Milnor was paralyzed. The stench settled down his throat and pricked at his lunges. He looked around at the carcasses that lay sprawled on the grass. One of those was fresher than the others. A little boy in a brown coat.

A little boy missing a scarf.

Milnor’s heart broke. He wanted to cry but couldn’t. The creature, whatever she was, stared him down, and he could feel nothing but hatred for it.

 

“Why are you doing this?” Milnor asked, his voice breaking.

This time, she inhaled deeply. “Fate,” she simply said. She’d answered in an Elvish dialect.

Fate? What did that mean?

Milnor wanted to fight, and he cursed fate itself for not having taken the sword he’d need for it.

“You lack fate,” she said, and Milnor realized the word meant power. It was confusing when both words resembled each other so much.

“You are not alone,” she said again.

Milnor was torn between his fright and his will to run.

“What are you?” he asked.

“I am everything this place holds. Remorse, regrets…guilt. What you see is what was made.”

“What the kiisa does that mean?”

The woman lay her cold hand on his shoulder, and her touch was like a blade of ice piercing through his skin.

“I am the horror that people built. But now, now that you’re here, I can spread.” She opened her mouth wide and jagged teeth surged from her jaw. “This exchange is over,” she said. Her voice had suddenly taken the darkest of tones. She didn’t sound like herself anymore.

The creature squeezed Milnor’s shoulder until it was so painful that he had to kneel. Her other hand gripped his neck and pressed so hard that Milnor felt his throat crack. He was on his knees, staring into the creature’s eyes because he couldn’t look away.

Her skin began to rip open in various places. Maggots and crawlers slid out of her wounds onto the floor. A black beetle escaped her mouth. Out of her skin grew something else, a shadowy figure that peeled itself off the Wailing Fay’s body, leaving an empty shell behind that collapsed to the floor. The shadow now stood in front of Milnor, holding him, penetrating him with its dark glare.

Whatever it was, Milnor was about to give up. He saw his life flash before his eyes. He felt it, he felt it all. The end.

Oh, how he’d wished he’d written more to his mother. Oh, how he’d wished things had been different. He wasn’t an exemplary son, and he wasn’t a good elf, for that matter.

He was a failure. The village’s laughing stock. A powerless elf who’d run away because that’s what he always did: run.

But he wouldn’t run now. He couldn’t. And that was how his miserable life would end.

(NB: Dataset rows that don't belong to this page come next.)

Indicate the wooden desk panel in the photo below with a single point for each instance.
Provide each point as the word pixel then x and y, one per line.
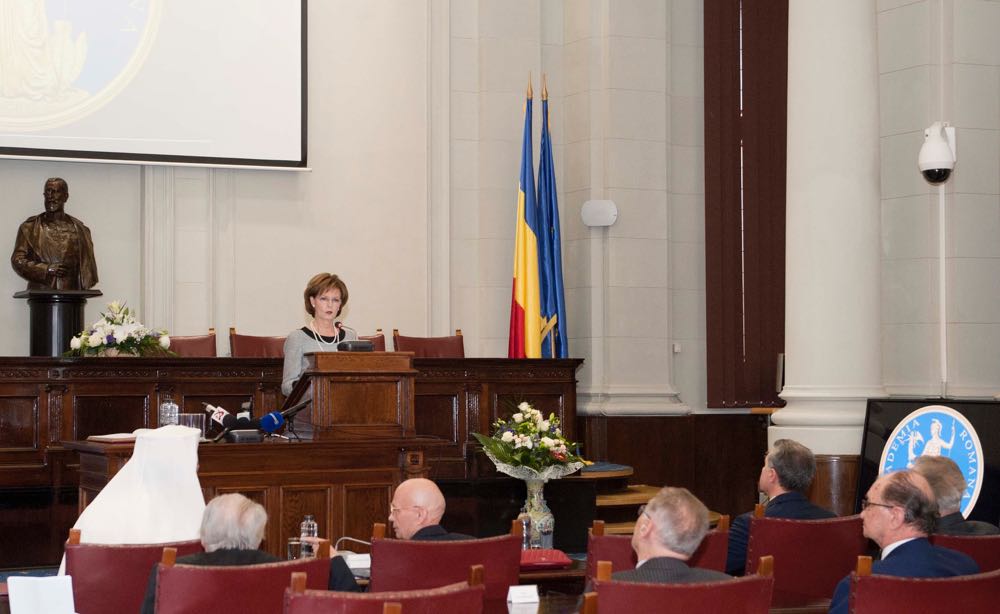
pixel 347 487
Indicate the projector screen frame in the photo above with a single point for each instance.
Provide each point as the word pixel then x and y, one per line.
pixel 111 157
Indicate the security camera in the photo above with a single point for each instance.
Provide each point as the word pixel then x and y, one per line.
pixel 937 154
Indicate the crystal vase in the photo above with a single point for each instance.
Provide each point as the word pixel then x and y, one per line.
pixel 542 521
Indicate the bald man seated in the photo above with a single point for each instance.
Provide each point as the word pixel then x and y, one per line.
pixel 416 510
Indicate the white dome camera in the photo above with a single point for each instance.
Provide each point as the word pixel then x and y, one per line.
pixel 937 154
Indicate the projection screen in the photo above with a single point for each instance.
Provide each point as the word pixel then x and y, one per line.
pixel 161 81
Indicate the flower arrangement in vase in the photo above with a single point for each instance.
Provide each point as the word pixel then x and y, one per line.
pixel 531 447
pixel 118 333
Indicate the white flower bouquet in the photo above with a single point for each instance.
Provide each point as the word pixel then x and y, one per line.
pixel 530 446
pixel 118 333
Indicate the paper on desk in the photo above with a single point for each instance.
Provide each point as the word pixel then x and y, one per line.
pixel 45 595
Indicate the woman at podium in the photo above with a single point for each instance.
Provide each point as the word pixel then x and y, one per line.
pixel 325 297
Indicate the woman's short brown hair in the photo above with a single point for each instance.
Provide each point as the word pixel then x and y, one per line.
pixel 319 284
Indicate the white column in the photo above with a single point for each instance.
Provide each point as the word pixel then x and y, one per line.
pixel 832 318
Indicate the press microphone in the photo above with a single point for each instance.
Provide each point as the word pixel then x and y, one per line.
pixel 221 417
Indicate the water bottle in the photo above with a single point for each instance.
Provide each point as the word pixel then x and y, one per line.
pixel 309 528
pixel 168 411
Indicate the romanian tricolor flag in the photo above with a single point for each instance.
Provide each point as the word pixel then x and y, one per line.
pixel 555 343
pixel 525 339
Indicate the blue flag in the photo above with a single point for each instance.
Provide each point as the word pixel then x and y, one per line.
pixel 555 343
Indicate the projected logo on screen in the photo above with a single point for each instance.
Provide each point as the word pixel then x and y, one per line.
pixel 61 60
pixel 937 430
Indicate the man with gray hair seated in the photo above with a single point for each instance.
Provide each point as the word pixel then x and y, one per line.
pixel 668 531
pixel 949 486
pixel 232 528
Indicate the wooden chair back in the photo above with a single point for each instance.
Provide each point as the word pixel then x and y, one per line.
pixel 430 347
pixel 984 549
pixel 811 556
pixel 249 589
pixel 378 340
pixel 877 594
pixel 113 577
pixel 194 346
pixel 749 595
pixel 401 565
pixel 252 346
pixel 466 596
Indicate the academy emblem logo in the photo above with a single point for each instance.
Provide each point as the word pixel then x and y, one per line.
pixel 937 430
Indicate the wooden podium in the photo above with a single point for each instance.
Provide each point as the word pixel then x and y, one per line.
pixel 358 395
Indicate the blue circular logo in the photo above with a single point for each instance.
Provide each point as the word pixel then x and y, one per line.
pixel 937 430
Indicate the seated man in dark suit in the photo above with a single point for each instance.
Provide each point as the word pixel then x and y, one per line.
pixel 232 528
pixel 668 531
pixel 788 471
pixel 416 510
pixel 899 513
pixel 949 486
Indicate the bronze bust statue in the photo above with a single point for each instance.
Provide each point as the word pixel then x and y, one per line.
pixel 53 250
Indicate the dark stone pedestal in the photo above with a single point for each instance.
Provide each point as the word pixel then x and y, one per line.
pixel 56 317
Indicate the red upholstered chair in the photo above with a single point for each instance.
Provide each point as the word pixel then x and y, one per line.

Oh, how he’d wished he’d found love.

Those were his last thoughts before he…

The shadow creature entered his eyes and mouth and spread through his body like air. Within seconds, Milnor lost his grip on all reality and sank into a deep pit of darkness, down a never ending well. He was caught in the freefall of his unconscious, never to reach the ground, never to land on his feet, lost forever, drifting endlessly.

 

The night after Milnor’s disappearance, the people of Kalancha slept quietly. For the first time in forever, they didn’t hear the sobs, wails, or gut wrenching screams of a desperate woman who had been wronged. Some wondered what had changed. Others were hopeful. Could this be the end of their horror?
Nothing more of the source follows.